On the industrial side, large spaces are still needed and given the lack of inventory of buildings 300 000 sq ft and over, it's better to build new. Newer constructions might go up to 32 ft of clear height, but a new distribution centre being put up by Broccolini Construction on the outskirts of Montreal is 120 ft from floor to deck. Clearly, robots will have to do all the picking, as the building will be completely automated. This represents a transformation of the real estate market, specifically concerning employment.

In addition to brokerage, the firm has large property management teams as well as one of the largest project management groups in Canada – a team that can oversee the construction of any large asset like a hospital, for example. Colliers also has a robust IT department that has developed a proprietary countrywide platform, as Dubé explains: “CRM+ allows us to communicate and understand what our colleagues are doing – for example, I can see if a colleague in Mississauga is working with a certain company. It helps our clients too by ensuring a truly joined-up interaction with them.”

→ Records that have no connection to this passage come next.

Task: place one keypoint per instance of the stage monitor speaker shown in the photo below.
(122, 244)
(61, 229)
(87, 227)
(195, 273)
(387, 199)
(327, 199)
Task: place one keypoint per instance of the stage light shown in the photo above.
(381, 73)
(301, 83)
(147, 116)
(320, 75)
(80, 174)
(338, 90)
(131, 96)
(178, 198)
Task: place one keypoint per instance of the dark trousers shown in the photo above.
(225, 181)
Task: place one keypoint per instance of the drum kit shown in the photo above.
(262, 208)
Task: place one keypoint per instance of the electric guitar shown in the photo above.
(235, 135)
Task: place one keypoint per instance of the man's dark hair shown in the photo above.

Seamless communication across vast distances serves the Canadian real estate industry's new realities. In the past, 10-year leases were common but in the fast-moving tech environment mentioned above, that is too long. Clients are looking for flexibility, short-term leases of five or even three years suit fast growing companies better. Larger companies are also reviewing long-term leases, which, under new accounting rules, are treated as capital assets affecting the balance sheet. “Many larger companies don't want long-term leases and will have a corporate strategy of signing shorter terms,” Dubé adds.

Quicker turnover properties mean a greater volume of transactions and Dubé and his team are confident that growth in the Canadian commercial and industrial property markets will continue for some years, and that Montreal will take up much of the slack. His early career was in teaching so it's no surprise he has a passion for training the new generation of young advisers and brokers. “I believe no time is wasted when you are learning something new. This is a people business: I sell knowledge and relationships!”